Saí num bosque próximo para pegar uma pulseira que tinha feito com o desejo de dar-lhe como presente. Quando ouço potentes palavras a ecoar em meus ouvidos, direcionando a atenção duma energia nunca antes sentida. E estas eram as palavras... Ah filho querido, o que tens feito neste mundo que criei?

E respondi: Senhor Criador, a mulher que me deste, não fica comigo, mas permanece muitas vezes com outros anjos e até filhos deles ela possui criaturas, grandes e violentas. Meu Senhor, isto é o que preocupa minha alma.
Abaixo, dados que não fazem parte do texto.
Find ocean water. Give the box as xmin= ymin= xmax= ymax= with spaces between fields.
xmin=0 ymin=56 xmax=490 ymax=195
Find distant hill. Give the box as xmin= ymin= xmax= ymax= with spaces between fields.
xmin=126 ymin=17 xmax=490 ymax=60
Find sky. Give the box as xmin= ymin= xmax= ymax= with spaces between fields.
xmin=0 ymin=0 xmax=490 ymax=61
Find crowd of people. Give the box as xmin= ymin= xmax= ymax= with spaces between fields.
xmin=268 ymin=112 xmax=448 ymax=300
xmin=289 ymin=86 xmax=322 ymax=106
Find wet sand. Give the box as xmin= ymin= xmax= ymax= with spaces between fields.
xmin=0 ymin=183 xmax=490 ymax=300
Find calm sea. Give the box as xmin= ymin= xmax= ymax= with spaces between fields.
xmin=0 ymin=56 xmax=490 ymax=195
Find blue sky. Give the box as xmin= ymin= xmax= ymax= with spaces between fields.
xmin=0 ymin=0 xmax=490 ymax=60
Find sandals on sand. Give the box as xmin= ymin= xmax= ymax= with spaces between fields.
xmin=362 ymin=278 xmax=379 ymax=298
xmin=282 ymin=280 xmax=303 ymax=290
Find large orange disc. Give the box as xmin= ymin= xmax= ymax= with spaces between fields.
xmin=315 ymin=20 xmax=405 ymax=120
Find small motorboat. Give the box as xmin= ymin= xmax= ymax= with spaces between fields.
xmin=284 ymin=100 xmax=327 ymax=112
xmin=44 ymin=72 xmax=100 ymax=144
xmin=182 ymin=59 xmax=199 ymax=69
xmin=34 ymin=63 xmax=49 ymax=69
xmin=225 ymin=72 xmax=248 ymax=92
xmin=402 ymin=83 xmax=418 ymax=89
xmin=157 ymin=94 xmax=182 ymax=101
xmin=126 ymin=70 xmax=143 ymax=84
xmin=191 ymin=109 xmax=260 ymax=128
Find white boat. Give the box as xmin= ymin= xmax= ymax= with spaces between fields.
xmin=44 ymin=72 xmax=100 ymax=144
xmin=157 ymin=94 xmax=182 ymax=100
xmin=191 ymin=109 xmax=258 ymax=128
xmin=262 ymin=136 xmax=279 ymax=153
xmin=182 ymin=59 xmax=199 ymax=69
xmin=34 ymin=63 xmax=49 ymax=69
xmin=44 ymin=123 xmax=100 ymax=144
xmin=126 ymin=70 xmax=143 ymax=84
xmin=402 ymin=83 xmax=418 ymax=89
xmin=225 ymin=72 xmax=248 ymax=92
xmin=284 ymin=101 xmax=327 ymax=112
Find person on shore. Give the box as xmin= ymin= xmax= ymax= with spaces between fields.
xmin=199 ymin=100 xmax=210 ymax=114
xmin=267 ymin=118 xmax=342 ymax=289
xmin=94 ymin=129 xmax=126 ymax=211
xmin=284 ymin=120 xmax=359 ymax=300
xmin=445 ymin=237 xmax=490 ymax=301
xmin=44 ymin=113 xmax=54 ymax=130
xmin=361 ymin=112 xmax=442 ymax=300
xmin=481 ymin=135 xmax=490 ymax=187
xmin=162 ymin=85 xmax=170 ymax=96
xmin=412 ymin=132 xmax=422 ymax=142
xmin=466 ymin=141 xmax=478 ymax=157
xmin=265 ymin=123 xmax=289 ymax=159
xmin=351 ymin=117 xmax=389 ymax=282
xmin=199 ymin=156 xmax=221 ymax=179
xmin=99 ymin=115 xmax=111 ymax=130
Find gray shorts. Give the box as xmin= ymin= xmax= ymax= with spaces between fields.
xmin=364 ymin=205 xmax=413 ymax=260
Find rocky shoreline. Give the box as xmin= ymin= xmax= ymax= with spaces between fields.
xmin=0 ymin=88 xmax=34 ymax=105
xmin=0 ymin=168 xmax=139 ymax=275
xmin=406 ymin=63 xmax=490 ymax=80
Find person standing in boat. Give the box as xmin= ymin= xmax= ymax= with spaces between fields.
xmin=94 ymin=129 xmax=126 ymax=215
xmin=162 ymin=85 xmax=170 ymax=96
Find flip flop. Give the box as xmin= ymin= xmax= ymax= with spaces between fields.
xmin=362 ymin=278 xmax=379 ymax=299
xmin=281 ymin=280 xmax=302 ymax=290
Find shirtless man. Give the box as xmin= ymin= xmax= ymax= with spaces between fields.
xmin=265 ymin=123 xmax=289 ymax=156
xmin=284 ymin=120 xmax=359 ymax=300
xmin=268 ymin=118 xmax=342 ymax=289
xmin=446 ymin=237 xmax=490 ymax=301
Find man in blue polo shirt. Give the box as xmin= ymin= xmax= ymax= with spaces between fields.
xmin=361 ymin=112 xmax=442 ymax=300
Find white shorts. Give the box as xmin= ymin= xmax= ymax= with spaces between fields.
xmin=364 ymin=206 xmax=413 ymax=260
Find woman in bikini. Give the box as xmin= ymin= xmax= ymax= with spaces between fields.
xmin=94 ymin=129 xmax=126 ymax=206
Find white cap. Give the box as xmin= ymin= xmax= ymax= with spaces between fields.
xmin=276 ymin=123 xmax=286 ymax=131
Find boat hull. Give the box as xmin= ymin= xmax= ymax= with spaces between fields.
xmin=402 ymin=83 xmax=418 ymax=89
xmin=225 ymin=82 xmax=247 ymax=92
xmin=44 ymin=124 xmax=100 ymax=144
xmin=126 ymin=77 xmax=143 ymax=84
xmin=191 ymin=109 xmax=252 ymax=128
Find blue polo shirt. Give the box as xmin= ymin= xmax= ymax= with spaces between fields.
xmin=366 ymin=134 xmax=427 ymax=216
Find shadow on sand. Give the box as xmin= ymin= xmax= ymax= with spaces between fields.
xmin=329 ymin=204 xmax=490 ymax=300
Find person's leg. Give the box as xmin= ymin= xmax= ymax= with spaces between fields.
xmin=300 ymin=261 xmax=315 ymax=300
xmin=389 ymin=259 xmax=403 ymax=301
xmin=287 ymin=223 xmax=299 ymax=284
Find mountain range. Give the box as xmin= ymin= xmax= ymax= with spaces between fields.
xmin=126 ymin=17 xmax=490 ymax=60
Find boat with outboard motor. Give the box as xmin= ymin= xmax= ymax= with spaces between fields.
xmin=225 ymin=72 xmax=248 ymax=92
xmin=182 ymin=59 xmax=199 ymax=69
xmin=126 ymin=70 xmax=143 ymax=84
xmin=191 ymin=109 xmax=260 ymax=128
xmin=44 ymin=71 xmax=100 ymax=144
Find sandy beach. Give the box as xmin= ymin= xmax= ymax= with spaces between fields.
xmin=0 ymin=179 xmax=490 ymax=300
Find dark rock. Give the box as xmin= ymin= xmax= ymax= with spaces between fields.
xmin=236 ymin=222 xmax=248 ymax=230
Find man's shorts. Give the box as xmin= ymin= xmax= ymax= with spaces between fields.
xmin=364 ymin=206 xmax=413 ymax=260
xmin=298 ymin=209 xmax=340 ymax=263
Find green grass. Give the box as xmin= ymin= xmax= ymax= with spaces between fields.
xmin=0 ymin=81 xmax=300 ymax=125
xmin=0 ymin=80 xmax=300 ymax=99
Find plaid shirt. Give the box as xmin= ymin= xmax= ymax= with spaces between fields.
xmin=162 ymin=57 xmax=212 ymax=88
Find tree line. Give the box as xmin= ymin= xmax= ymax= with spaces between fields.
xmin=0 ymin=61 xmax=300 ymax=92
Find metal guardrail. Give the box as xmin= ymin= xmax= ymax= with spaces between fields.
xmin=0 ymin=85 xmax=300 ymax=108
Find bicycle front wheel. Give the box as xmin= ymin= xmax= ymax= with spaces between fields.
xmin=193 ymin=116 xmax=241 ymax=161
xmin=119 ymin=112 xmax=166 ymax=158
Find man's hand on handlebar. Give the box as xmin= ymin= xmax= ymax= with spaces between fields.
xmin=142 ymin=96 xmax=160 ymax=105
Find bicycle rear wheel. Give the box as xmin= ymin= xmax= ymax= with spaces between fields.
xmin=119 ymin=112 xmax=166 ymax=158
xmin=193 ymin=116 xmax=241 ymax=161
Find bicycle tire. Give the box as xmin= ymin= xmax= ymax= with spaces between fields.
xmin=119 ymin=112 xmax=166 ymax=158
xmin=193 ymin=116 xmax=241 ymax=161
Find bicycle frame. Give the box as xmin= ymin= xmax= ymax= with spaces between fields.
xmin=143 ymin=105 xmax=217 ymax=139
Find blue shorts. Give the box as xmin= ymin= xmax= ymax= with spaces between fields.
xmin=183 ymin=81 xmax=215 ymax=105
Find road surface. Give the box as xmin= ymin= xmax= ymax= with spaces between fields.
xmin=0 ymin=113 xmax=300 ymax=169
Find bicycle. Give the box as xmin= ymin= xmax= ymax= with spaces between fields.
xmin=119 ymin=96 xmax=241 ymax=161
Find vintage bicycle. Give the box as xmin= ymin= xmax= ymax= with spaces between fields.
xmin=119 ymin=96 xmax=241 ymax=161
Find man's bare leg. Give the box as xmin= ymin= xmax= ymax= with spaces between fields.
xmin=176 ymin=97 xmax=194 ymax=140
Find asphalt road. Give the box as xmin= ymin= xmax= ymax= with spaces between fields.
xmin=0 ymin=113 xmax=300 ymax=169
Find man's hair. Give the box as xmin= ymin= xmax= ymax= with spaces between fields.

E Deus me disse: Adão, eu te criei do pó e é meu único filho humano. E tanto que quero o seu bem que lhe darei uma companheira do seu próprio sangue. E ela será sua auxiliadora em tudo o que planejar. Agora durma um pouco, porque quando acordar, não sentirá mais solidão.

Acordei com duas pequenas mãos, macias a deslizar pelo meu corpo, uma mulher delicada cujo único desejo a demonstrar em seu rostinho era o de estar comigo. Dei-lhe o nome de Eva, a diva do homem. E seguiram-se dias agradáveis. Como se um novo mundo tivesse surgido. Agradeci aos céus dizendo a Deus: “Esta sim, é carne da minha carne, sangue do meu sangue”, o amor vitoriou em sua plenitude. E será chamada de minha mulher. (Gênesis, capitulo 2, versículo 23 ).

Enquanto minha Eva estava a dormir, quieto sai em busca do que tinha acontecido com Lilit.

Andando por algum tempo encontrei uma porta de madeira perfeitamente encaixada numa gigantesca pedra. Eu entrei por essa porta, e descobrindo o que havia acontecido com minha primeira amada. Fechada numa jaula, Lilit estava sozinha com uma aparência estranha, pele de lagarto e de cor azul.

Perguntei-lhe: - O que aconteceu contigo, minha amada?

- Seu Criador fez isso comigo. Veja, gosta do que vê? Ele me transformou neste demônio que vê...

Adão pranteou em choros porque queria ele ter Eva como esposa e Lilit na plenitude de sua beleza, como amante.

{A história de Lilit como primeira esposa de Adão, existe num pergaminho, guardado a sete chaves no museu do Vaticano}.